During a December 2012 city council meeting, Newton tried to ask questions about Circuit Court Judge Amy Williams' ruling that the city and Kathleen Ford will have to go into mediation. Ford is representing the 15,652 VoteOnthePier petitioners. 

Newton's questions were rebuffed, and he was told it was inappropriate to answer/ask questions about Ford's pending VoteOnthePier.com lawsuit in the public forum.

Therefore, an attorney-client session was called on Dec. 13, 2012. 

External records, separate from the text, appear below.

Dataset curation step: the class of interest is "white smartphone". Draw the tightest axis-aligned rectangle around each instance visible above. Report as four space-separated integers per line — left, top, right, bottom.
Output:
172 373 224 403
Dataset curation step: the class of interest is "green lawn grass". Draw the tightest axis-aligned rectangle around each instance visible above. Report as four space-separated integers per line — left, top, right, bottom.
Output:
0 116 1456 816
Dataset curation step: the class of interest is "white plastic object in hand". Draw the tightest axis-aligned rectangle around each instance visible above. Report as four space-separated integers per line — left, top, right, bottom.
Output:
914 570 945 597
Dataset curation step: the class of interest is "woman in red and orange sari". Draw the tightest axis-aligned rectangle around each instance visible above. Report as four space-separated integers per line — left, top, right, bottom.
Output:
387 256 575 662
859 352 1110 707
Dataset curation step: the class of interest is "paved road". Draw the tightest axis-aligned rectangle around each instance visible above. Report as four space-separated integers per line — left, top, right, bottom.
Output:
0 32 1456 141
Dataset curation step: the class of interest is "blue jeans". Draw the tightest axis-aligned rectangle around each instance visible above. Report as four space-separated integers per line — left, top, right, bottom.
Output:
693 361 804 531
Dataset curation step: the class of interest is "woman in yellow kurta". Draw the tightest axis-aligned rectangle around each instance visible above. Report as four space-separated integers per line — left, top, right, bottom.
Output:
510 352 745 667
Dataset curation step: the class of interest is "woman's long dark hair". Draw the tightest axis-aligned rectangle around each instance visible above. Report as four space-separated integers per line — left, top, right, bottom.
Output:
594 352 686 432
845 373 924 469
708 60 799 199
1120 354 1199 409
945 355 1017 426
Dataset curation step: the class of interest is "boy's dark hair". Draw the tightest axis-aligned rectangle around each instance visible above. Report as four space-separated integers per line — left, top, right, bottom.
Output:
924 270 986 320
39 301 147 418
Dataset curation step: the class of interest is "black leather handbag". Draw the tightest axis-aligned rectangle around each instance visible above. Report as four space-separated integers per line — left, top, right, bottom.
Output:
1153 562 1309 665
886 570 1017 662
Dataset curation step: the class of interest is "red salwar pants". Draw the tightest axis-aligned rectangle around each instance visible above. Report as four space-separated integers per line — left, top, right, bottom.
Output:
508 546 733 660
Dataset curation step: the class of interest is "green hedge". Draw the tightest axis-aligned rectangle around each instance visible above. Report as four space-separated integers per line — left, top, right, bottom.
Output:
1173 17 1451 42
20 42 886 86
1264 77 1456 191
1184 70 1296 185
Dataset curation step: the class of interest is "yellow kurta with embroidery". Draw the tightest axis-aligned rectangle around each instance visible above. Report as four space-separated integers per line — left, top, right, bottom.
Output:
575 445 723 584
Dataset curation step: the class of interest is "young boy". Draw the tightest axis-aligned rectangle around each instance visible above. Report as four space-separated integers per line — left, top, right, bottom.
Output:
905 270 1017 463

At that meeting, after his name was read into the record, Newton said he was asked to leave by the city's legal team because he was part of the VoteOnThePier.com lawsuit, because he signed the petition. 

According to Newton, however, that move was illegal because he is not part of the lawsuit. 

In a Jan. 4 email between Newton and Pinellas County Elections Administrator Kirby Scott, Newton was told, "per our phone conversations from today, our records of your voter file do not indicate that we verified a signature petition of the most recent initiative concerning the pier."

"My attorney told me I had signed the petition and was part of the lawsuit. This was far from the truth," Newton said Monday afternoon at a press conference on the steps of City Hall. "I should not have been put out of the meeting. I thought it was deliberate and blatant."

(Patch messages to the City of St. Petersburg legal team were not returned.) 

Mayor Bill Foster told the Times that Newton's allegations are a "lie."

"That assertion is simply not true. It's a lie," Foster told the Times. 

In November 2010, Newton was the first to sign the VoteOnThePier.com petition, in hopes to force a public referendum on the future of the St. Petersburg Pier. 

While he signed the first petition, his ballot is not part of Ford's lawsuit against the city, because his petition was not one of the 15,652 petitions verified by the Pinellas County Supervisor of Elections. 

Once a petition reaches a threshold, the Elections office stops counting. More than 20,000 people submitted a VoteOnThePier.com petition, but only the first 15,652 petitions submitted are part of Ford's lawsuit. 

Newton said it is not just himself being targeted, city staff that signed the petitions are being targeted as well, he said. 

According to Newton, city administration is up to no good.

Newton argued that if the city can look up and determine which employees have signed the petition and are included in the lawsuit, it should have been able to figure out that he was not a part of the lawsuit. That would have allowed him to participate in the closed attorney-client session. 

"Now, if they are looking through those people that signed the petitions to find out who signed it, you think they would have took the time to look at the nine elected officials ... to make sure they weren’t a part of that lawsuit," Newton said.

On Jan. 17, another attorney-client session is scheduled regarding Ford's lawsuit against the city. Newton said he is unsure if he'll be able to attend but hopes he will be allowed in light of the new information. 

"I have been the sole voice, the sole long dissenting vote on the pier," Newton said. "I believe that structure belongs to the people of the city of St Petersburg, not some self-serving politicians. It’s always been my belief that the people should vote. 

"I don’t think the city is going to be forthright in mediation if the city is doing things like this," Newton added.

"But I do know this, on Aug. 27, 2013, the people of the city will get to vote. The mayor and four council seats will be up for a vote. They can play all the games they want, but they can’t stop the inevitable."

The 1970s-era pier is set to close on May 31, and demolition is scheduled for August.